Aug. 27 (Bloomberg) -- Foxtons Plc, a property broker focused on London and southeast England, declined the most since it first sold shares to the public after Chief Executive Officer Nic Budden said the U.K. capital’s property market may be facing a slowdown in the second half.
Foxtons declined 10 percent in London, the most since its initial public offering on Sept. 20. The shares have fallen about 20 percent this year, giving the London-based company a market value of 745 million pounds ($1.2 billion).
“We expect the growth in transaction volumes to slow from the rapid rate seen in the first half,” Budden said in a statement today. “The policy initiatives introduced in 2014 aimed at controlling mortgage lending, together with the expectation of increases in interest rates, are now having an impact on short-term demand among buyers.”

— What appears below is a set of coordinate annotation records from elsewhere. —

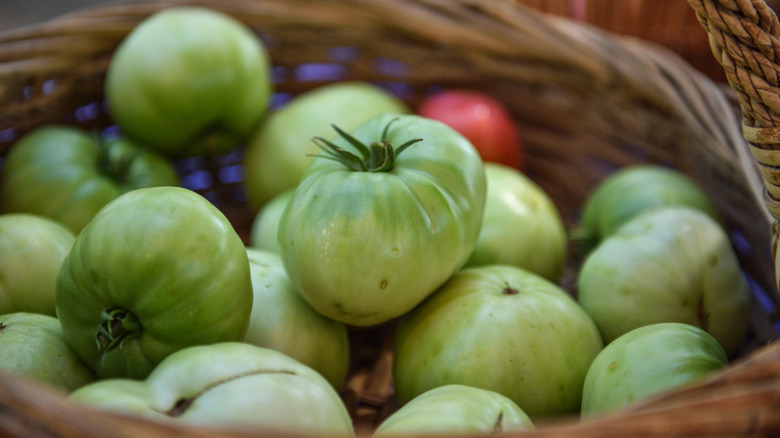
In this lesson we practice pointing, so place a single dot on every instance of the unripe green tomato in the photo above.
(283, 321)
(647, 361)
(189, 81)
(155, 271)
(522, 226)
(455, 410)
(32, 346)
(228, 385)
(67, 174)
(365, 246)
(32, 249)
(280, 150)
(632, 190)
(670, 264)
(500, 328)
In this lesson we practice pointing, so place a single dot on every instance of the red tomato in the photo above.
(481, 119)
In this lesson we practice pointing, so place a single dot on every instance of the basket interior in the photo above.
(587, 101)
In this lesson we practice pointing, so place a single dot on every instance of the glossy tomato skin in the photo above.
(228, 384)
(633, 189)
(669, 264)
(66, 174)
(480, 118)
(32, 249)
(156, 270)
(647, 361)
(189, 81)
(522, 225)
(500, 328)
(281, 148)
(32, 346)
(365, 247)
(455, 409)
(283, 321)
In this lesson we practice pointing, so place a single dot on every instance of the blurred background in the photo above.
(671, 23)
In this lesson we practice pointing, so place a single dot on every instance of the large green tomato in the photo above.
(280, 149)
(189, 81)
(283, 321)
(31, 346)
(670, 264)
(522, 226)
(32, 249)
(500, 328)
(455, 410)
(632, 190)
(66, 174)
(230, 384)
(156, 270)
(365, 246)
(647, 361)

Growth in London home prices is slowing after the Bank of England and a U.K. financial regulator introduced tougher affordability checks and stress tests to curb lending and borrowing excesses. Prices will gain 15 percent this year, slow to 5 percent in 2015 and likely not grow in 2016, London-based broker Savills Plc said in an e-mailed statement yesterday.
Foxtons said five new branches opened in the first half, bringing the total to 49, and two more are scheduled to open in the second half. Pretax profit for the six months through June climbed 57 percent to 23.1 million pounds, according to the company’s statement.